Sales rates through the auctions were strong overall. Just over 1% more cars sold via this channel in June versus May, but when comparing June 2015 to the same month last year, volumes were up by 9%. This illustrates both greater supply and demand, proving that auctions remain a particularly popular route for both disposal and acquisition, for businesses and private individuals. Indeed, of those dealers surveyed by CAP, purchasing cars from auctions was second only in volume terms to purchasing cars through part-exchange.

Auction conversion rates increased during June, up from the low 60% region in May, to slightly above 70% in mid/late June. Not surprisingly, it was the higher mileage, poorer condition cars that were not selling, whereas freshly supplied cars, with sensible mileages, and in CAP Clean condition, sold quickly and at prices acceptable to the vendors. There have also been reports of late-plate cars struggling to sell, which is likely to be linked to the aforementioned new car registration activity from March, meaning plenty of newer stock already exists on dealer’s forecourts.

What Next?
July and August last year were relatively stable months in the used car market –it was not until the final quarter that pressure really started to tell. In 2015, there is likely to be slightly more pressure over quarter 3 than last time around, but nothing to cause alarm bells to ring. 

Volumes in the market place, whilst declining slightly in June, are still above where they were last year, mainly as a result of the new car registration increases. This higher supply is not going to dissipate anytime soon which means that more retail buyers are needed. Consumer demand is similar to this time in 2014, so it stands to reason that with more supply and similar demand, there will be slightly more pressure on prices than last year. 
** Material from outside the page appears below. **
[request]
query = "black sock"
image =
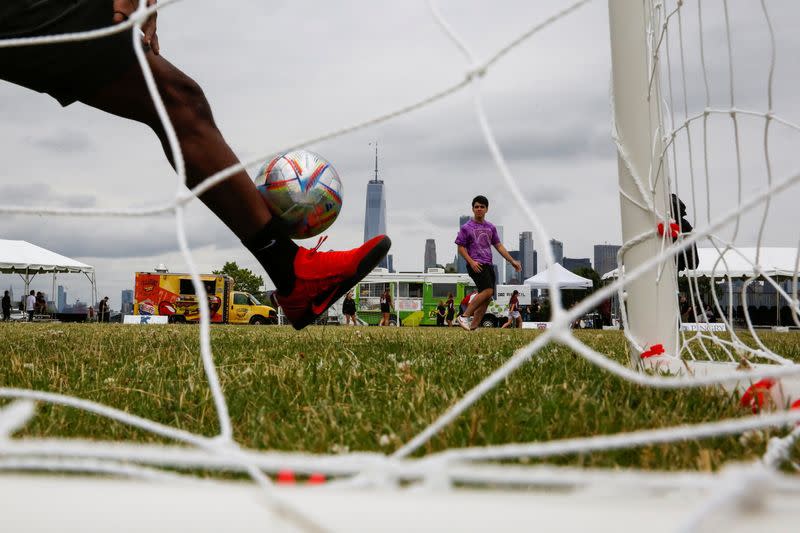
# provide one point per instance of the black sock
(275, 251)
It will be interesting to see how franchised dealers cope with the extra manufacturer demands being placed on them in the second half of the year. They are likely to be well-stocked from June’s self-registration activity and will have one eye on September – will this take some of them out of the used market for the months in between? As always, different brands are likely to react differently to each other, as some are certainly more active in the pre-registration arena, and CAP will be keeping a keen eye on the numbers of late-plate cars being advertised and sold in the used market. 

It is likely that pressure on late-plates will continue, and at the opposite end of the scale, older, higher mileage, less desirable cars are destined to struggle. Vehicles in the middle of these two extremes remain desirable, but are also likely to be affected by pressure across the whole market.

Black Book Live, the daily valuation tool, will continue to track and report any weaknesses and strengths amongst particular models, and at any specific ages and mileages, throughout the summer months, based off sold data received, whilst keeping a very close eye on sentiment within the market.